Thursday, January 6, 2011

Egypt - Hatshepsut


Jenny and I were fortunate to be able to go to Egypt recently to see some of the amazing ruins and antiquities dating back some 5000 plus years. The Egyptian Government, with the help of many other governments, have done a beautiful job of restoring some of these priceless work of arts: yes works of art.


We saw so many tombs and temples that as I write this, I cannot remember what was what? But Hatshepsut I remember well because its beauty and, well a woman Pharaoh, although not the first; in fact her name means. “noble lady”. Most Egyptologists considered her to be one of the the most successful pharaohs. She ruled for a little more than twenty years in the mid fifteen century BC. It must have been difficult to rule and accepted as a woman, and just maybe that must have been why she depicted herself in many of her surviving images as a man.

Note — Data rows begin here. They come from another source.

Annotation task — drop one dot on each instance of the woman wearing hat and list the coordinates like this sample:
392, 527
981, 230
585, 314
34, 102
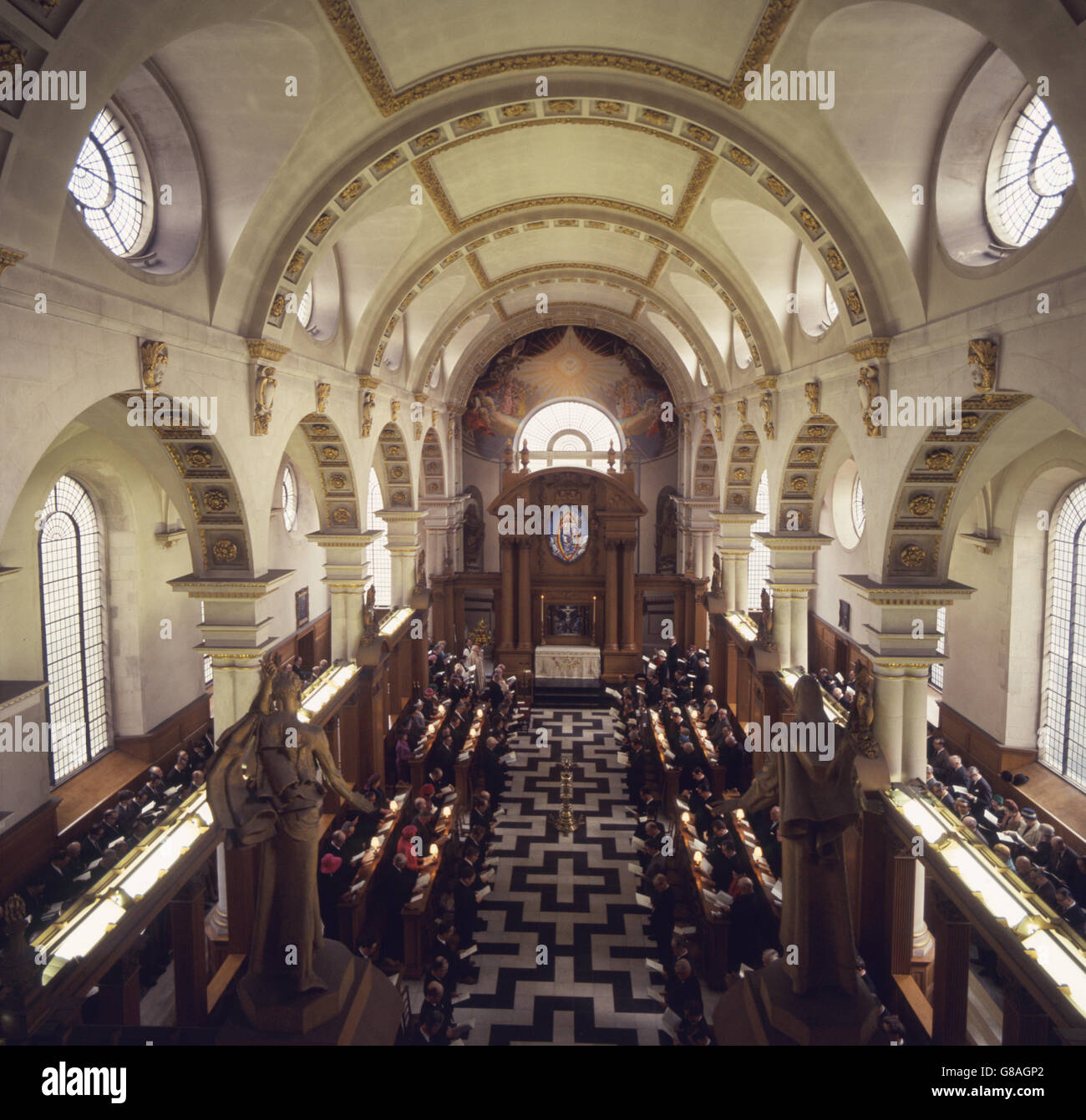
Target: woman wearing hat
403, 759
409, 844
1011, 820
373, 782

Hatshepsut also is credited with being one of the greatest builders of of all the dynasties. The obelisks at Karnak, which I will be posting later, is among tallest and most magnificent ever constructed.

This Hatshepsut mortuary temple at Deir el-Bahri, one of my favorites of the temples that we saw. What a beautiful temple and to think it was built in the around 1460BC.

Close up shots of Hatshepsut; notice the beard!

Jenny and the security people at Hatshepsut!
Just one example of the intricate art work inside the temple.

Large granite sphinx bearing the likeness of the pharaoh Hatshepsut, depicted with the traditional false beard in the Metropolitan Museum.